The company, whose main focus is exploration for silver, said that the antimony ore was a “saleable semi-massive stibnite, antimony sulphide, product”.
CMR noted that the price of antimony had more the trebled over the past year due to an “acute” shortage of supply, reflecting export restrictions from China.
The country produces some 48% of global mined antimony, as stibnite ores and concentrate, and in recent years more than 50% of refined antimony, as antimony trioxide and antimony metal, added the company.
“This exclusive supply agreement creates a new opportunity for CMR to occupy a space in a specialist commodities market where the supply – demand dynamic is becoming ever more problematic for Western countries.
“Antimony trading is expected to generate an above average gross profit margin when compared with other opportunities we are seeing.
“This initial agreement is the first of several transactions projected before the calendar year end.”
CMR established a trading arm in November with plans to export materials to international markets including Europe, Asia and North America expected to be outlined in the first quarter of 2025.

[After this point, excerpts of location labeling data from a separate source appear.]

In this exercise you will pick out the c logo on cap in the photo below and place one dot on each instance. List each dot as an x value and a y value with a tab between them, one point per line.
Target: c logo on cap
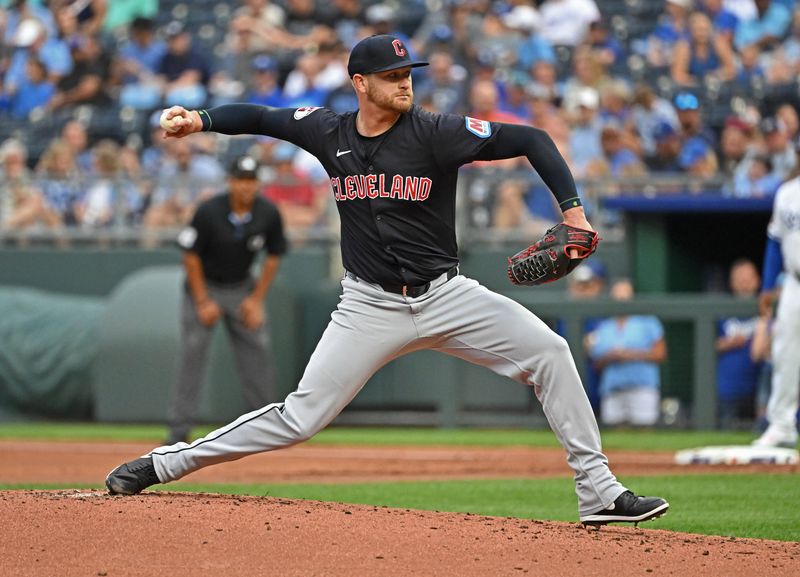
399	49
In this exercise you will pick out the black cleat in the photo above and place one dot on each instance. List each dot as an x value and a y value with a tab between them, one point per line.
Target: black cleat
628	508
132	477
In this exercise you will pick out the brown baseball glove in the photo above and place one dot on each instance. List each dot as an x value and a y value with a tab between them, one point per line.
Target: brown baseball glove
555	255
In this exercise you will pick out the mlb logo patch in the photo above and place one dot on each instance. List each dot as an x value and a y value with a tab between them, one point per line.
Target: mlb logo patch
480	128
305	111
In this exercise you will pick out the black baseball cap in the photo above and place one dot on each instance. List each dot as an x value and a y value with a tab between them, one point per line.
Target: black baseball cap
244	167
380	53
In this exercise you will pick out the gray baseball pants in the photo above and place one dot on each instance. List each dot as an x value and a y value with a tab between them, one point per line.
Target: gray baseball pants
252	353
371	327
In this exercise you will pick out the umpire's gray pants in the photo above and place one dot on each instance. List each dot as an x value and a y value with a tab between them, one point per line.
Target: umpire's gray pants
252	353
371	327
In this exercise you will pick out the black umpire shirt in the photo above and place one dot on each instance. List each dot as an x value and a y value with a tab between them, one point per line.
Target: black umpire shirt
396	192
226	244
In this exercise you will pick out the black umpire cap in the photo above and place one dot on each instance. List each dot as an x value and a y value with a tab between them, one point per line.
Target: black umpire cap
380	53
244	167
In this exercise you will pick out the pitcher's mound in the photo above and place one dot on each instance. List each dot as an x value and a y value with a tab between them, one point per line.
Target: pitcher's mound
80	533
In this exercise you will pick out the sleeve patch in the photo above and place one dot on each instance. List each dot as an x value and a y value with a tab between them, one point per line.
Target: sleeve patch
480	128
305	111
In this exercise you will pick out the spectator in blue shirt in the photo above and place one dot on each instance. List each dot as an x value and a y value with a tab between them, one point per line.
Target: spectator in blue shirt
628	351
33	41
698	158
724	21
137	65
737	373
35	92
621	161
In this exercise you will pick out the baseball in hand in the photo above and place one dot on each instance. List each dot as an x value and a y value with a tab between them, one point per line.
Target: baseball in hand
169	124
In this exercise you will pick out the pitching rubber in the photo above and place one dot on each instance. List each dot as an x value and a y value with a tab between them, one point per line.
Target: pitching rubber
737	455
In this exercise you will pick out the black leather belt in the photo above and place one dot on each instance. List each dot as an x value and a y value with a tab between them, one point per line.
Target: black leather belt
412	291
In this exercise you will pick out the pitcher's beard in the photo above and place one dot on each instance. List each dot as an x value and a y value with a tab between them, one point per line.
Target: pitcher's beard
390	103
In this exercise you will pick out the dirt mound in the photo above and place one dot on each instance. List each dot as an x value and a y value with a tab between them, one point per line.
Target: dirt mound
87	533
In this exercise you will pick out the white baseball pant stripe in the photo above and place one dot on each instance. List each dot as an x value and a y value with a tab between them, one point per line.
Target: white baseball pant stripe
371	327
783	399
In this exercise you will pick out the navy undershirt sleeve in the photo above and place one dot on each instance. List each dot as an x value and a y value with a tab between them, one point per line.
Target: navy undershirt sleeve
514	140
303	130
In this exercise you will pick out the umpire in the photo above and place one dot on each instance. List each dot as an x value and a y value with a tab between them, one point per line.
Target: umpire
219	245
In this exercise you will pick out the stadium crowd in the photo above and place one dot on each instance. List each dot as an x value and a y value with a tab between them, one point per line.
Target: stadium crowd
634	92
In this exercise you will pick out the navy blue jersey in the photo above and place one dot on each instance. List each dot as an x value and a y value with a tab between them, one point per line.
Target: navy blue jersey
226	244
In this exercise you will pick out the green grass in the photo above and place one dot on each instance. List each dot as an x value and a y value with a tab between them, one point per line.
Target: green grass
736	505
620	440
733	505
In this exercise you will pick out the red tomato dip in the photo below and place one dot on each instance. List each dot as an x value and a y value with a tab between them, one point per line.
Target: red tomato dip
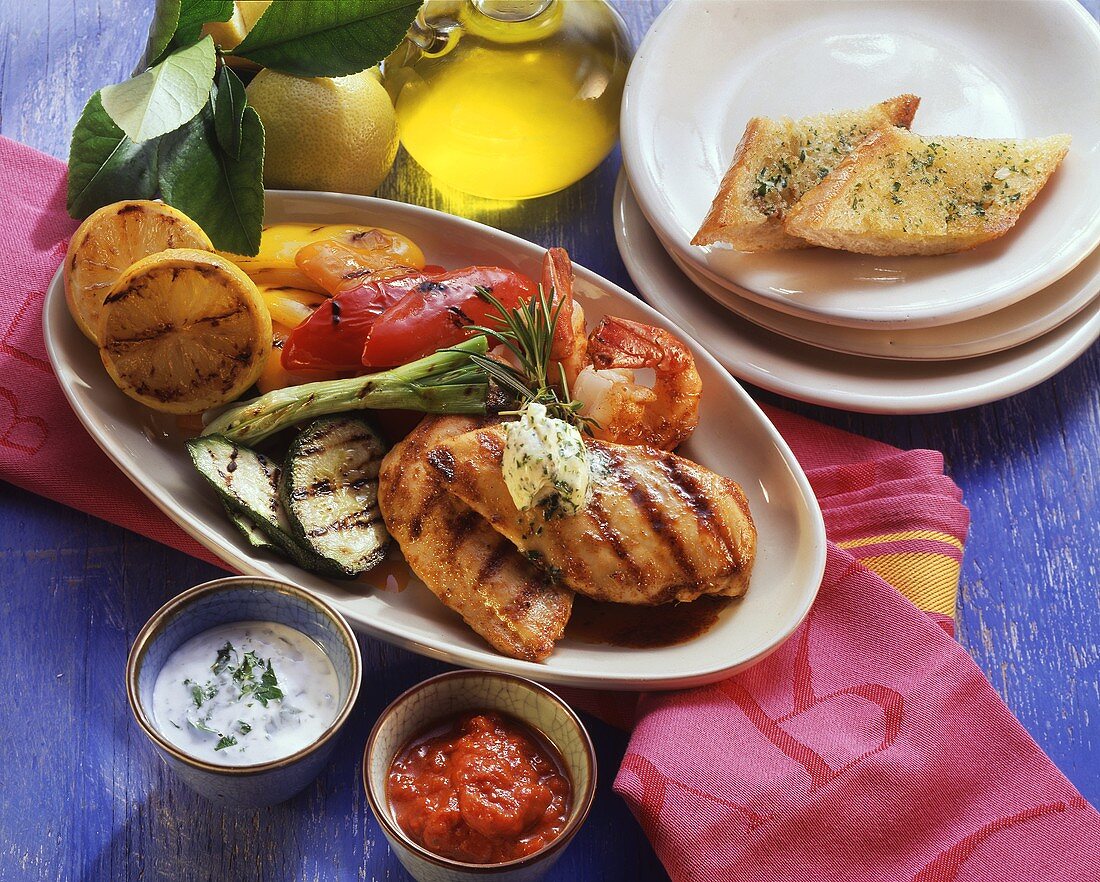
480	789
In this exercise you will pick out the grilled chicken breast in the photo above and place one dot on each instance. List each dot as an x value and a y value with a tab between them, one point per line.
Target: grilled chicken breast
468	564
656	528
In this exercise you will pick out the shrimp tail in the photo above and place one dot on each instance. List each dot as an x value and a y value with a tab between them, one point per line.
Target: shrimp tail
569	346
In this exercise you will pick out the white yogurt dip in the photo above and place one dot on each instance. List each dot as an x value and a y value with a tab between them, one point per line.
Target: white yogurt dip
245	693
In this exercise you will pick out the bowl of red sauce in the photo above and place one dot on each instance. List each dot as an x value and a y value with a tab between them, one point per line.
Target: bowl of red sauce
475	774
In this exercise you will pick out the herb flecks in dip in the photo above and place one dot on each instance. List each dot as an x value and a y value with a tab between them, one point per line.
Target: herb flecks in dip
245	693
480	789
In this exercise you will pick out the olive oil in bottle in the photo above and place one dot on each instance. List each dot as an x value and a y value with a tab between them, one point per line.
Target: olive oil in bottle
509	99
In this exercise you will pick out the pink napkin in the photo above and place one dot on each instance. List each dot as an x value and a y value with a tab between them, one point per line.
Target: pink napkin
868	747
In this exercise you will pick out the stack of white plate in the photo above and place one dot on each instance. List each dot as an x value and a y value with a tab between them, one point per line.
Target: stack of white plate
881	334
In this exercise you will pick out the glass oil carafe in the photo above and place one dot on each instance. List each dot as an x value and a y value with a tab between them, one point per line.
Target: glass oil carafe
509	99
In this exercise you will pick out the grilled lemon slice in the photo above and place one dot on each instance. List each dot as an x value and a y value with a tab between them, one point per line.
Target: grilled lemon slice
184	330
112	239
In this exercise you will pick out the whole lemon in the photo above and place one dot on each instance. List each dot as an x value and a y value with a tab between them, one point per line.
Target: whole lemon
228	34
337	134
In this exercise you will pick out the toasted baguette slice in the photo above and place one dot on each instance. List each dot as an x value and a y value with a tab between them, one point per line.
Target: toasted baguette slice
903	194
777	161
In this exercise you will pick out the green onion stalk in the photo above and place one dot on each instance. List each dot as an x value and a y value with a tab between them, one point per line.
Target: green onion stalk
446	382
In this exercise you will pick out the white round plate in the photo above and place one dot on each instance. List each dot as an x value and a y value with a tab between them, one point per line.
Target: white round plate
829	378
986	334
987	68
791	555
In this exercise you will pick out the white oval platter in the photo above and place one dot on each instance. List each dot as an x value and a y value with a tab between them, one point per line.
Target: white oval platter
791	532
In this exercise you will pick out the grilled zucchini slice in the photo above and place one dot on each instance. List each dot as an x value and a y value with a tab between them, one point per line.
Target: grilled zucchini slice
248	484
330	492
255	537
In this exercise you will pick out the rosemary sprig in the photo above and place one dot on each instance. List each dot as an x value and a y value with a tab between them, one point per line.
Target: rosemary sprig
528	332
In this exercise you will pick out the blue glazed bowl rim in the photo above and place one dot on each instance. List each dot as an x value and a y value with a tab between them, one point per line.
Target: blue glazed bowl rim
177	606
391	826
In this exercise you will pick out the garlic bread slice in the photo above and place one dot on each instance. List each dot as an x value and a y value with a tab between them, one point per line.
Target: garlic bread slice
779	160
900	194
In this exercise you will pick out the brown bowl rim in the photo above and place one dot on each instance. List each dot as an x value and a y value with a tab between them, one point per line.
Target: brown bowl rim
557	844
180	602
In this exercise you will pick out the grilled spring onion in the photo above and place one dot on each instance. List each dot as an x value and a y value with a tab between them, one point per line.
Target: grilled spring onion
446	382
329	489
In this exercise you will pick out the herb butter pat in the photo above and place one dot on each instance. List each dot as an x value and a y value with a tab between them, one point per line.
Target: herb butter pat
546	462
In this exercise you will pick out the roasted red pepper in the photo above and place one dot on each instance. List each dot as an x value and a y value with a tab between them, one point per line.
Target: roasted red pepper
332	338
438	312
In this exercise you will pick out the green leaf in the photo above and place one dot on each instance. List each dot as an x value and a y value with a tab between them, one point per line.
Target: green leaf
105	165
327	37
164	97
229	111
165	22
222	195
195	13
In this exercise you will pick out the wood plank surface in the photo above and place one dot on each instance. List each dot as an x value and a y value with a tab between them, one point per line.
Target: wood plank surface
81	794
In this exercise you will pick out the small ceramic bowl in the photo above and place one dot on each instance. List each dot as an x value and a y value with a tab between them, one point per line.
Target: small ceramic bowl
454	693
243	598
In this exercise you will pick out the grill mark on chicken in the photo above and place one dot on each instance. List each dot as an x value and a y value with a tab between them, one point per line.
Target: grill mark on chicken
495	560
598	517
701	505
461	559
650	508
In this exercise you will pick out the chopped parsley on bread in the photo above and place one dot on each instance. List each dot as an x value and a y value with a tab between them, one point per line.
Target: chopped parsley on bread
778	161
900	194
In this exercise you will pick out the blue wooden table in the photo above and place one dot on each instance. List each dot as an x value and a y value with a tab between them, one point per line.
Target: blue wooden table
81	794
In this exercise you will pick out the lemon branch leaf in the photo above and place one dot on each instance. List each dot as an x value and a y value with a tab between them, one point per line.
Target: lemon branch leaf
229	102
327	37
105	165
161	31
223	195
164	97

Chief executive Charlie Long added: “We are excited to be entering the antimony market, a commodity which is so critical at this time and which fits our strategy of diversification into trading.
“Not only will the commodities trading generate cash for the business, it will also add to our already excellent dealflow.
“[sic] Giving us unrivalled access to producing assets across Morocco, some of which will have potential for larger scale development.”